I consider myself very lucky because I really came to the Church through having gotten and stayed sober. And then a fellowship of recovering alcoholics, who really in a lot of ways worked out the gospels way more deeply, and … in a weird way are living out the gospels in a way that are a lot deeper and richer than many people who consider themselves sort of perfect Catholics. We admit our brokenness right off the bat, and then with a sense of humor and with real sort of honesty and vulnerability and real desire to do better, we share with each other. … and then sort of offer a solution, sort of one day at a time: this is how I’m dealing with it, this is how I die to self. … Without that kind of ongoing conversation, I think it’s very hard to keep the thing going. We have to witness to it, we have to share, we have to ponder and puzzle things out. But again, if you hunger enough for that and look hard enough for it, you will find it. Christ said “Seek and you shall find. Knock and the door will be opened to you.”

A lot of times, being shattered in every way—not that God wants that to happen, but it happens in the course of things—and I think often that is the entree to the door that gets open, if one really seeks Christ, because all human stuff has really failed us. …

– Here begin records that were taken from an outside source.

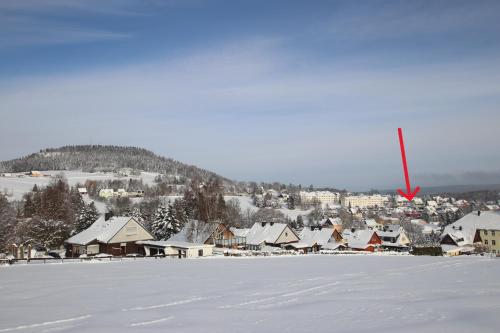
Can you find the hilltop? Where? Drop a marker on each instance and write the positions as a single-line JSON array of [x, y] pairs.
[[105, 158]]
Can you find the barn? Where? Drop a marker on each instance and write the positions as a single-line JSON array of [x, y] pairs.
[[115, 235]]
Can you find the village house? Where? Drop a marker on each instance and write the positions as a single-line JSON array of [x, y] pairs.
[[106, 193], [394, 237], [329, 222], [214, 233], [115, 235], [474, 228], [314, 239], [176, 249], [371, 224], [271, 234], [362, 240]]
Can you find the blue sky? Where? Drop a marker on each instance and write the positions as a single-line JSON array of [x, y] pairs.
[[292, 91]]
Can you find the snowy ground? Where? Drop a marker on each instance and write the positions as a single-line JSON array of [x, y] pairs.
[[280, 294]]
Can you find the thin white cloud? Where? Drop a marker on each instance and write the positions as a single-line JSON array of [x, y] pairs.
[[389, 19], [326, 124]]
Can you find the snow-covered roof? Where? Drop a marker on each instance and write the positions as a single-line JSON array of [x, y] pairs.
[[195, 231], [265, 232], [299, 245], [463, 230], [168, 243], [358, 239], [101, 230], [332, 245], [239, 232], [333, 221], [316, 236], [371, 223]]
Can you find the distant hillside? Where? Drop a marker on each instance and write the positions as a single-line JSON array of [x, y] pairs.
[[91, 158]]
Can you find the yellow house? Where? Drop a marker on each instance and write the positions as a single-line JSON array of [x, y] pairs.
[[490, 238]]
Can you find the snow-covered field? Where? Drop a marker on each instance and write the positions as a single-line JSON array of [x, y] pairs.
[[274, 294]]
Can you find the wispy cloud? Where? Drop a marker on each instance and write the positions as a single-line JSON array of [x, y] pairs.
[[24, 23], [379, 20], [189, 106]]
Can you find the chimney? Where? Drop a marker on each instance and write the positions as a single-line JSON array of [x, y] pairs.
[[108, 215]]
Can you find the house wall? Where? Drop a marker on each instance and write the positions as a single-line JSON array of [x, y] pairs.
[[131, 232], [190, 252], [491, 238], [287, 236]]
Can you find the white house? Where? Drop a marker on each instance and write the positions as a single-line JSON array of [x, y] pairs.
[[270, 233], [463, 233], [116, 235], [316, 239], [176, 249], [394, 237], [106, 193]]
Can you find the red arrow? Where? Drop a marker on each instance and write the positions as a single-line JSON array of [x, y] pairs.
[[409, 194]]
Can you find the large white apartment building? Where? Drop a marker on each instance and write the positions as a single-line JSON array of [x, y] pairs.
[[363, 201], [322, 196]]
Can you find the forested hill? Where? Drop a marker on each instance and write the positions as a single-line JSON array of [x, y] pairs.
[[91, 158]]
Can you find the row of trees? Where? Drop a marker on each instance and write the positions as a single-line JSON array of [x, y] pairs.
[[45, 217]]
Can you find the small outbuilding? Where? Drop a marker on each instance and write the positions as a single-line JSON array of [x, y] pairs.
[[176, 249]]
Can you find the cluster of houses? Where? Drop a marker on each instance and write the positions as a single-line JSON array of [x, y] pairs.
[[107, 193], [122, 236]]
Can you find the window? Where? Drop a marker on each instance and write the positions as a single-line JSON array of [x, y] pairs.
[[131, 231]]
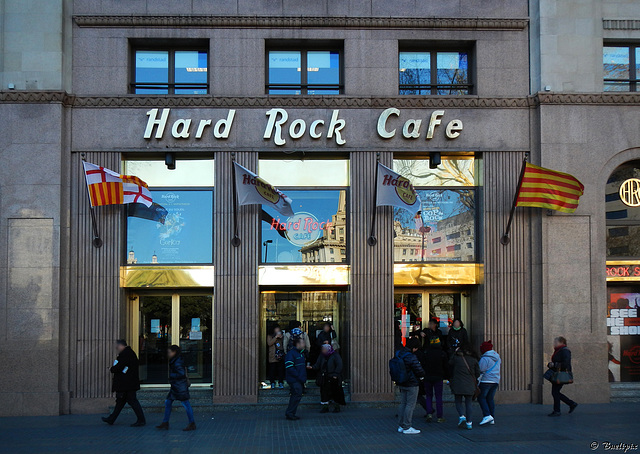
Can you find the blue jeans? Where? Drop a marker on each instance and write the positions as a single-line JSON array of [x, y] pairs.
[[485, 398], [408, 397], [167, 410], [294, 399]]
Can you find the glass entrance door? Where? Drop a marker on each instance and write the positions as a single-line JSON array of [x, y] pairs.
[[414, 307], [167, 319], [313, 309]]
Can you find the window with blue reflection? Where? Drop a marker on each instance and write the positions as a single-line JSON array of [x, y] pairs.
[[170, 71], [621, 68], [191, 72], [323, 70], [184, 236], [316, 233], [434, 73], [415, 72], [294, 72], [152, 72], [444, 230], [285, 75]]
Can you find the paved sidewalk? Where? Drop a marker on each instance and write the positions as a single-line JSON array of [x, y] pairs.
[[518, 428]]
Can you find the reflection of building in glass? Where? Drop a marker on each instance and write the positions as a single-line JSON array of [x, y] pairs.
[[451, 239], [332, 245]]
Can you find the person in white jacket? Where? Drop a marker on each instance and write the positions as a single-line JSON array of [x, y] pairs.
[[490, 363]]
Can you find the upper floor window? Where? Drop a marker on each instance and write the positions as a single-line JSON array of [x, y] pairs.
[[621, 67], [166, 71], [306, 71], [434, 72]]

In the culture’s eyes, I’m just increasingly just a piece of waste—67 years old, a woman, aging, solo, childless. The culture has no use for me. But in the Church, as a member of the mystical body, I have value at the table, and I have every bit a legitimate a place and as full a place as a mother of 10, as a 23-year-old woman, as a gay man who is 35 and who is faithfully following the teachings of the Church, and he too has absolutely the full place at the table as I do, because all of us are laying down our lives—literally, our body, for our friends. Because we know that that fidelity to the teachings of the Church go toward healing the whole world, toward fostering new life into the whole world.